Antes da colocação da cozinha no exterior, foi debatido com a equipa qual o melhor local, uma vez que esta tinha de ficar perto da zona da horta, pois este sítio continha terra e uma fonte de água. Quando implementada no exterior, numa primeira fase, tanto eu como a educadora consideramos melhor dar uso ao distanciamento e ficar apenas a observar, uma vez que partilho a mesma opinião que a educadora:

“considero que é muito importante ficarmos a observar as interações deles” (Entrevista

Educadora A, 2020). Foi neste momento que recorri aos registos audiovisuais, nomeadamente às fotografias e vídeos para que, mais tarde, pudesse observar com mais atenção. Após alguns instantes, gradualmente comecei a envolver-me nas suas brincadeiras. De acordo com White (2014), o adulto tem um papel fulcral nestes

momentos, uma vez que brincar na cozinha apresenta diversos significados para as crianças.
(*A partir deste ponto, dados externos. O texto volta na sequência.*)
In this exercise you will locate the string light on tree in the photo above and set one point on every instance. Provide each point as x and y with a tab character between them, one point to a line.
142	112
Sem dúvida que esta cozinha potenciou uma panóplia de aprendizagens nas crianças durante o momento de exploração. Porém, irei destacar dois episódios que considero pertinentes para esta investigação. O primeiro ocorreu com cinco crianças e está inteiramente relacionado com o jogo simbólico. Assim, o episódio que se segue retrata uma brincadeira faz de conta entre as crianças, onde estas imitam e recriam o mundo dos adultos (Freitas, 2010).

Através da análise do episódio entendemos que as crianças estavam a recriar um momento de refeição. Recorrem aos materiais, que para elas representam brinquedos, para preconizar a brincadeira. Nesse sentido, entendemos que os objetos não têm necessariamente de ser requintados, pois assim como refere Silva e Sarmento (2017) “ […] o conteúdo do brinquedo não determina a brincadeira da criança; o ato de brincar, jogar e participar é que revela o conteúdo da brincadeira”(p.43).

O segundo episódio retrata uma brincadeira na zona da horta entre duas crianças. Para além de envolver algumas noções matemáticas, também envolve a coordenação motora. Atentemos no seguinte episódio:

Quando foi colocada a cozinha acabei por me distanciar e manter apenas a observar as interações. Observei a A., a B., o A., o R. e L. a irem buscar uma mesa que se encontrava distante da cozinha. Trouxeram-na para junto da cozinha, juntamente com os bancos. Esta, tinha dois compartimentos, por isso, as crianças foram buscar alguns dos elementos naturais que também foram disponibilizados (tronco de madeira e pedras). O A., o L., a B. e o R. sentaram-se na mesa enquanto que a A. referia:

-Eu vou fazer papa (…) Eu faço a papa.

A A. dirigia-se então até à cozinha, colocava um pouco de água num dos recipientes, ia até à horta pegar um pouco de terra e acrescentava ao “preparado” e ia servir às crianças. “Está aqui a papa” dizia ela, enquanto que as restantes faziam ruídos com a boca, representando que estavam a saborear a comida. (V. Apêndice 10, Img. 5).